The objective of this systematic review was to assess the impact of antiresorptive therapy on dental implant success and failure rates. An analysis of 9 studies-including RCTs, cohort studies, case-control studies, and case series-that evaluated 1,126 dental implants provided robust insights into the relationship between antiresorptive drug use and implant outcomes.

Our findings reveal that dental implant success rates vary widely from 36.2% to 100%, with patient success rates ranging from 38.9% to 100%. This variability appears linked to the dosage and administration routes of antiresorptive drugs, primarily bisphosphonates and denosumab, with lower doses and oral administration correlating with higher success rates [11-17]. Conversely, a heightened risk of MRONJ was observed, especially when the presence or surgical placement of an implant exacerbated the condition [10,18-21].
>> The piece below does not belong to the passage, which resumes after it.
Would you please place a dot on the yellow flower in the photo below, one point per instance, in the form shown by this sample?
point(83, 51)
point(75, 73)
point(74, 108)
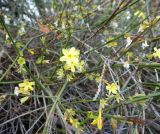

The review underscores that low-dose, orally administered antiresorptive therapy tends to favor peri-implant bone resorption conducive to osseointegration, whereas high-dose or intravenous administration may increase the risk profile. these findings stress the need for meticulous pre-operative assessment and possible modifications in treatment protocols to mitigate MRONJ risks [22,23].

Comparison with previous research

Our results align with earlier studies [22-24], indicating that low doses of antiresorptive drugs lower implant failure risk. However, while some reviews reported a uniformly negative impact of high-dose therapy, our data suggest a more nuanced picture-success rates from 36.2% to 100% likely reflect differences in patient populations, drug regimens, and surgical protocols. The distinction between "implant surgery-triggered" and "implant presence-triggered" MRONJ [10,18]. adds further complexity, and the limited data on denosumab call for additional research [16].

Clinical implications

Clinically, these insights advocate for a personalized approach when planning dental implant procedures in patients undergoing antiresorptive therapy. a thorough evaluation of the drug type, dosage, and administration route is essential, as low-dose and oral routes are associated with reduced MRONJ risk and better implant outcomes, whereas high-dose intravenous administration requires a careful benefit-risk assessment [1,7]. Strategies such as enhanced screening, modified surgical techniques, and even drug holidays-despite ongoing debates [25-27]. may improve patient safety. multidisciplinary collaboration between dental surgeons and medical specialists is key to optimizing treatment protocols.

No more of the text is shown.